Sentiment on sterling has improved slightly and investors have become a tad more hopeful for the short term, though trading has remained choppy since Prime Minister Theresa May managed to break the Brexit deadlock on Friday. Some strategists like Peter Chatwell, head of euro rates strategy at Mizuho, said sterling's moves reflected a lower likelihood of a disorderly Brexit rather than prospects of stronger growth or tighter monetary policy, which will depend a lot on any transition period and future trade deal.
British government bond prices rose strongly on Monday, reversing a fall on Friday as investors assessed the challenge for the government as it moves into the second phase of the Brexit negotiations. The spread between 10-year British and German government bond yields was down about six basis points on the day, a three-week low. But a lot of the future trend in sterling will depend on a key central bank meeting later this week.
Some analysts such as Viraj Patel, an FX strategist at ING in London, say the central bank decision this week will be closely watched to see whether policymakers will acknowledge the developments in the Brexit negotiations. "While we suspect the statement will be largely unchanged, it'll be interesting to see whether the monetary policy committee explicitly acknowledges the recent Brexit progress," said ING's Patel.

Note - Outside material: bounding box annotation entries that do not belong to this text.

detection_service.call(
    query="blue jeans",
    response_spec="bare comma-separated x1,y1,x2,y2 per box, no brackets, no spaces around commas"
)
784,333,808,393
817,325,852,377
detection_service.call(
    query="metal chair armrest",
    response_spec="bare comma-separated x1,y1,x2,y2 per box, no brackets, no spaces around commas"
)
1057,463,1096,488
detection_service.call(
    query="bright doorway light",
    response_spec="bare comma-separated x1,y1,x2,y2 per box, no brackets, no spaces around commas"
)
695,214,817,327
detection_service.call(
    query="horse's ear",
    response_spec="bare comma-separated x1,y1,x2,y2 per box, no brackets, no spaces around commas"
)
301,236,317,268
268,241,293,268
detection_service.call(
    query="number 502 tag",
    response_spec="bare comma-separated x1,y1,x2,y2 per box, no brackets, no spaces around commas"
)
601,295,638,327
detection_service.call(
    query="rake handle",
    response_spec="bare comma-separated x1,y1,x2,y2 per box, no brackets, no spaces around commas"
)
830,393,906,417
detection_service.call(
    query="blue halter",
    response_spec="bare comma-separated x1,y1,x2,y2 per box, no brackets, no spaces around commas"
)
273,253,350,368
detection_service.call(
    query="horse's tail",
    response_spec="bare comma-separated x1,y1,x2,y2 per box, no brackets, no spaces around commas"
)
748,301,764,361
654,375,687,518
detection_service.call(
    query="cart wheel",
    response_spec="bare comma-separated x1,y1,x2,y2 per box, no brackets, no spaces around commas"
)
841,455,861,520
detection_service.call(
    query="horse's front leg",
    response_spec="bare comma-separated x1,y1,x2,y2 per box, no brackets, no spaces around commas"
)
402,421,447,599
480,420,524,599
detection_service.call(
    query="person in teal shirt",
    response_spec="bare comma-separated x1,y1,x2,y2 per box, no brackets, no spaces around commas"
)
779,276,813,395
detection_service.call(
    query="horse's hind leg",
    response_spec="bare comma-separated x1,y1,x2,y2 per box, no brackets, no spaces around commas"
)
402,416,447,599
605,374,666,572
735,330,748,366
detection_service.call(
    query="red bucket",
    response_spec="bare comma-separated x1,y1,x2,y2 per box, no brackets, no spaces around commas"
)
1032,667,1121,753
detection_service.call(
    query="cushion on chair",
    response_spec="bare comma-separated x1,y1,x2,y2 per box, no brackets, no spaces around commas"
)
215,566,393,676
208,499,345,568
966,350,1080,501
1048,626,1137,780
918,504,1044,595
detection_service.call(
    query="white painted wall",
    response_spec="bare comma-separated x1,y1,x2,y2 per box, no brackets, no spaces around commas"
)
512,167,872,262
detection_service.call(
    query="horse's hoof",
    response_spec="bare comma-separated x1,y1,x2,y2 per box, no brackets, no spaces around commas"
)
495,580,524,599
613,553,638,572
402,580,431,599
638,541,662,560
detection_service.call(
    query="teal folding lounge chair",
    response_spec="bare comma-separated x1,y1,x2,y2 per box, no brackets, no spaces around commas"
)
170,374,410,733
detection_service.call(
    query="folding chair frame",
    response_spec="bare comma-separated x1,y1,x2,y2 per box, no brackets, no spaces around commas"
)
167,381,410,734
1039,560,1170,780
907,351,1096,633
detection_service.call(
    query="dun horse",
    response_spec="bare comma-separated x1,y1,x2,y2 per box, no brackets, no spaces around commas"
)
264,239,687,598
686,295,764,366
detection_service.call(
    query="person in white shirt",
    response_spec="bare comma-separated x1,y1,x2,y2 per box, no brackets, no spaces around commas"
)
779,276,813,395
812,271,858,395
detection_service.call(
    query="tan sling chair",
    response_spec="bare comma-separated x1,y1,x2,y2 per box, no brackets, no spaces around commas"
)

"If so, one could see this as a hawkish development - with risks that sterling moves up to 1.3500/50." Sterling weakened slightly against the dollar to $1.3360 after shedding 0.7 percent on Friday, its biggest daily drop since November 2. Sterling had skidded when cautious investors booked profits after a sharp rally in previous days. Against the euro, sterling weakened by 0.4 percent to 88.31 pence in early trade on Monday.